Home | About | Sematext search-lucene.com search-hadoop.com
 Search Hadoop and all its subprojects:

Switch to Threaded View
Hive, mail # user - HiveQL for 'rank() over (partition by ... order by ...)'?


Copy link to this message
-
Re: HiveQL for 'rank() over (partition by ... order by ...)'?
Igor Tatarinov 2011-05-25, 14:43
Yes, we have UDF functions that compute cumulative (such a rank) and moving
aggregates.
In each case, the first parameter is the partitioning key so that the
function knows when to 'reset' at the start of a new partition.
To enforce partitioning and ordering, use DISTRIBUTE BY key  / SORT BY key,
sort_attr

One caveat: you have to do DISTRIBUTE/SORT BY in a subquery.

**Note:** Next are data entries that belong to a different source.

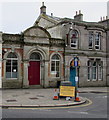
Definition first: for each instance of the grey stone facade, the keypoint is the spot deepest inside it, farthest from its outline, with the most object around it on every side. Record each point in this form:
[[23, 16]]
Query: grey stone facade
[[57, 41]]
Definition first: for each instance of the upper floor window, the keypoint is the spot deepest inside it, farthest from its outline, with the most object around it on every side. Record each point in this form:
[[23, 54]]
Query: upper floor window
[[55, 65], [74, 39], [97, 40], [94, 40], [91, 39], [11, 66]]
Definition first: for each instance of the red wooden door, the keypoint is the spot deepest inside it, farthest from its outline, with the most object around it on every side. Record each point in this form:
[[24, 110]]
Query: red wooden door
[[34, 73]]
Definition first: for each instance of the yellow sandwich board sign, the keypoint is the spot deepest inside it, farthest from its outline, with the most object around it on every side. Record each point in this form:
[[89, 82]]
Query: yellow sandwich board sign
[[68, 91]]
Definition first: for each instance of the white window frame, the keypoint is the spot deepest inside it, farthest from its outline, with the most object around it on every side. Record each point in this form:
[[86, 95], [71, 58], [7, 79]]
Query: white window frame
[[100, 71], [77, 39], [11, 59], [91, 38], [97, 38], [55, 71]]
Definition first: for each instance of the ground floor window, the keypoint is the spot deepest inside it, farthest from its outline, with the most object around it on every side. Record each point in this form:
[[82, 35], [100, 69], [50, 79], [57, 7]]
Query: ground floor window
[[55, 65], [11, 66], [94, 69]]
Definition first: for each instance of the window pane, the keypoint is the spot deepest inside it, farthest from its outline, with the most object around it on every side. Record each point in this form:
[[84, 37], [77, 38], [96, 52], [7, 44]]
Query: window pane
[[74, 38], [91, 37], [14, 74], [8, 74], [35, 56], [55, 57], [11, 55], [8, 66], [99, 72], [53, 66]]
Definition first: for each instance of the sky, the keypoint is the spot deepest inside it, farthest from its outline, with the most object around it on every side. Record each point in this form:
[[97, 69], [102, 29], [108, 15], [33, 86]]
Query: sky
[[18, 15]]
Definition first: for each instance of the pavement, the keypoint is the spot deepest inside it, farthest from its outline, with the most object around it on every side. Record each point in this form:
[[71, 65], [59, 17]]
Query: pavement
[[41, 97]]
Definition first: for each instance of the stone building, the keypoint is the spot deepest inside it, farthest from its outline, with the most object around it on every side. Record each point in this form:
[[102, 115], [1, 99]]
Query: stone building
[[43, 55]]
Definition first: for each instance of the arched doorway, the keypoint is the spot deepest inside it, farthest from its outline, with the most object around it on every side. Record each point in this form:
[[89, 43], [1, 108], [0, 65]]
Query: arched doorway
[[34, 69], [72, 75]]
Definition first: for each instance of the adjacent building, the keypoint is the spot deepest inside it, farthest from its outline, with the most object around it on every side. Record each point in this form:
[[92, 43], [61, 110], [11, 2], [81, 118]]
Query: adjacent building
[[43, 55]]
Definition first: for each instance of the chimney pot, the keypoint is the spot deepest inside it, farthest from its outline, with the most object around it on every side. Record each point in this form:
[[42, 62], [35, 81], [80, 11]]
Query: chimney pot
[[76, 13], [51, 14], [42, 3], [79, 11], [101, 18]]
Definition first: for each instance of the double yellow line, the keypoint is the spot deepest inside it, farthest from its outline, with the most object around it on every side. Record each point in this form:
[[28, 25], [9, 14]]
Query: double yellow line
[[82, 105]]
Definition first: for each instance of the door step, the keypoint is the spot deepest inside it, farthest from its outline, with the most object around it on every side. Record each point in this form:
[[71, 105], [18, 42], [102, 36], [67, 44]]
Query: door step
[[35, 86]]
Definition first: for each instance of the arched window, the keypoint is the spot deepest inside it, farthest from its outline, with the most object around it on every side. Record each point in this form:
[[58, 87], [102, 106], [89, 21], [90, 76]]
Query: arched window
[[11, 66], [74, 39], [35, 56], [55, 65]]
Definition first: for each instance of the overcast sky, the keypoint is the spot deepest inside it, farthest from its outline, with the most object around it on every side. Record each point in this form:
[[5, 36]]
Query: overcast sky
[[18, 15]]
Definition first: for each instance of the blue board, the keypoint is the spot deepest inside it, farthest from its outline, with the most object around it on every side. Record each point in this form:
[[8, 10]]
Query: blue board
[[72, 76]]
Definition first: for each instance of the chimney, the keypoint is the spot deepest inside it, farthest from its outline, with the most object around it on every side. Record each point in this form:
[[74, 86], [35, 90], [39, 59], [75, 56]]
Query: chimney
[[51, 14], [78, 17], [43, 9], [101, 19]]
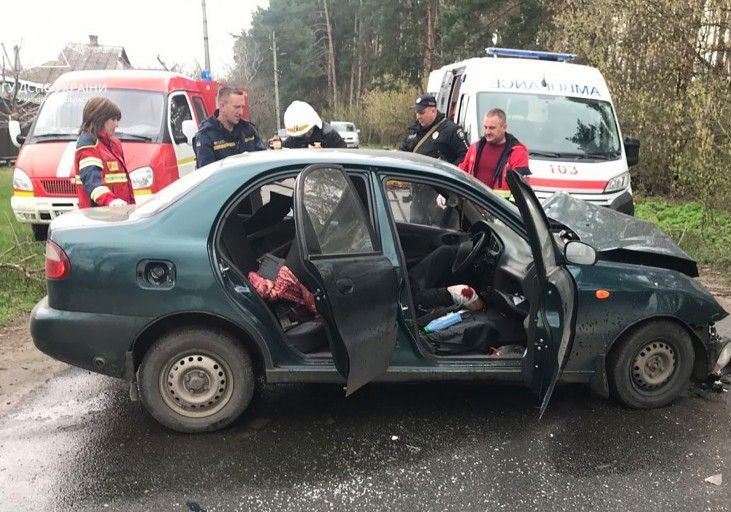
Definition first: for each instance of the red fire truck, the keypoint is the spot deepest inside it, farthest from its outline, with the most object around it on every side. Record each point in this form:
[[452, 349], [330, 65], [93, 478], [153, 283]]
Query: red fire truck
[[154, 105]]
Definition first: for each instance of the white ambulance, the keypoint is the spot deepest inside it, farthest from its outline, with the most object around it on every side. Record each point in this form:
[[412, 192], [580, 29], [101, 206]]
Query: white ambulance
[[561, 111]]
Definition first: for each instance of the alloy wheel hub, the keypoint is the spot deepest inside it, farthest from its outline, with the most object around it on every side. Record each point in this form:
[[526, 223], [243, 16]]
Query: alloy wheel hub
[[196, 385], [653, 365]]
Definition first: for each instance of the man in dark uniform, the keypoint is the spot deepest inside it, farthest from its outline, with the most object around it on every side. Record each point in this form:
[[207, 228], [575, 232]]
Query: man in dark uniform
[[225, 133], [433, 135]]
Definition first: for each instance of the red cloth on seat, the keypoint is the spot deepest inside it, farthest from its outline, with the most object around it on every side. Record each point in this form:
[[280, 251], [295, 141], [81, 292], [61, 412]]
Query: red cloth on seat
[[285, 286]]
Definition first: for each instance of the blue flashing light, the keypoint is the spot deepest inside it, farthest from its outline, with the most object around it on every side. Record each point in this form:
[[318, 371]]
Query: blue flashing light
[[530, 54]]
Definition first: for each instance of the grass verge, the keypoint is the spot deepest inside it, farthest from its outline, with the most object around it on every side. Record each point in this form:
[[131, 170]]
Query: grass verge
[[18, 294], [703, 233]]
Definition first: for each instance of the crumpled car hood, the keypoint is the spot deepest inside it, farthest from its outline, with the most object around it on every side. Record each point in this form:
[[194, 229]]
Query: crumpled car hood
[[618, 237]]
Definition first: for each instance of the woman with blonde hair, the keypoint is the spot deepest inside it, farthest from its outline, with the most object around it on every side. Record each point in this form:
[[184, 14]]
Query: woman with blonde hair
[[101, 173]]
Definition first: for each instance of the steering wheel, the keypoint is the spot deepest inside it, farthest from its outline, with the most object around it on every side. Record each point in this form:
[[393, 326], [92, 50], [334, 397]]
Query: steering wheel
[[468, 251]]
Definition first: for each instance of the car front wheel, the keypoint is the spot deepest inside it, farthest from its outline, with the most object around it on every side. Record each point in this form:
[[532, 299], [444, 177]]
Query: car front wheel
[[651, 365], [196, 380]]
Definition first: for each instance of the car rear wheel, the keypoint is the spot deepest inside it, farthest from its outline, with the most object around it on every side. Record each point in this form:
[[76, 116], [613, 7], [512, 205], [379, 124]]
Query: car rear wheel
[[651, 365], [196, 380]]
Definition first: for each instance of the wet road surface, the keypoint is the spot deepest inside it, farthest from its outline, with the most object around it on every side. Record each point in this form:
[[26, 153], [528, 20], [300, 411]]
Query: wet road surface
[[78, 443]]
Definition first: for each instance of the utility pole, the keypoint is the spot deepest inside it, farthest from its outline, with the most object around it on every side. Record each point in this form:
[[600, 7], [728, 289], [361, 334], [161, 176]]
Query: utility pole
[[205, 36], [276, 80]]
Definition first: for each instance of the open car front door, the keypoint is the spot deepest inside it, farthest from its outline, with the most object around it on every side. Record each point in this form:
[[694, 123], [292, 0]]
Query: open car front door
[[355, 285], [552, 295]]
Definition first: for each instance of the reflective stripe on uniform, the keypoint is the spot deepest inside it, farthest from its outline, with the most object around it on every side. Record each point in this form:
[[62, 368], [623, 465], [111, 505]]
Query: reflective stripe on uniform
[[90, 160], [98, 192], [115, 177]]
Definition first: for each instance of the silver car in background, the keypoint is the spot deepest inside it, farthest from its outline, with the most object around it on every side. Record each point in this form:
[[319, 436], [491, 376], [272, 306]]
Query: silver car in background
[[348, 132]]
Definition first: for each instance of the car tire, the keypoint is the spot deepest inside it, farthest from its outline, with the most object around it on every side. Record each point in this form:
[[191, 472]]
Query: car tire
[[40, 232], [196, 380], [651, 365]]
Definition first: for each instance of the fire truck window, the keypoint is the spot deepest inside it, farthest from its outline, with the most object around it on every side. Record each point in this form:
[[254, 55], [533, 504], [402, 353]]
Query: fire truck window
[[179, 112], [200, 109]]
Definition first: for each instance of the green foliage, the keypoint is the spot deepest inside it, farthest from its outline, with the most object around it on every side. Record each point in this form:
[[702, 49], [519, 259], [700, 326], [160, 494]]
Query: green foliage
[[470, 26], [705, 234], [667, 66], [383, 115], [17, 292]]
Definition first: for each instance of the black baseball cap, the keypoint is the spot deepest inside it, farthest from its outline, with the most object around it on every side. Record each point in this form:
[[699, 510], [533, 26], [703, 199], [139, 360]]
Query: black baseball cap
[[424, 101]]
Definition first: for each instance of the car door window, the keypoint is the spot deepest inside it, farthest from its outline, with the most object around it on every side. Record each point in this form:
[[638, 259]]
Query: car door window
[[337, 224], [417, 203]]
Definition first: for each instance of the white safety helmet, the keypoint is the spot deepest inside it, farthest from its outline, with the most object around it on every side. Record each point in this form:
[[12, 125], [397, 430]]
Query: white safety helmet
[[299, 118]]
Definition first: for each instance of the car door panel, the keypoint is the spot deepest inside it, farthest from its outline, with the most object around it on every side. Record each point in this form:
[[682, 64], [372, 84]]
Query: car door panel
[[355, 285], [354, 288], [551, 292]]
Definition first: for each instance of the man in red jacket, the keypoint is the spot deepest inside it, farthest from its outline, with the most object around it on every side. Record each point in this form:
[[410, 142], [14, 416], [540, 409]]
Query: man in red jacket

The following
doesn't work correctly:

SELECT product_id, date, mavg(product_id, price, 10)
FROM Prices
DISTRIBUTE BY product_id
SORT BY product_id, date

You have to use a subquery:
SELECT ...
FROM (SELECT *
           FROM Prices
           DISTRIBUTE BY ..
           SORT BY ...)
If you have multiple key attributes you have to combine them into a single
key using concat_ws() for example.

As far as the UDF implementation goes, you have to define your function for
every combination of key and base attribute types that you are going to use.
 I don't know any way around that.
Hope this helps
On Wed, May 25, 2011 at 4:45 AM, 김영우 <[EMAIL PROTECTED]> wrote:

> Hi All,
>
> I'm trying to convert Oracle SQL to HiveQL, esp Oracle Analytic functions.
> Is it possible to implement using Hive UDFs or workarounds?
> I would like to hear your experiences and advice.
>
> Thanks in advance.
>
> - Youngwoo
>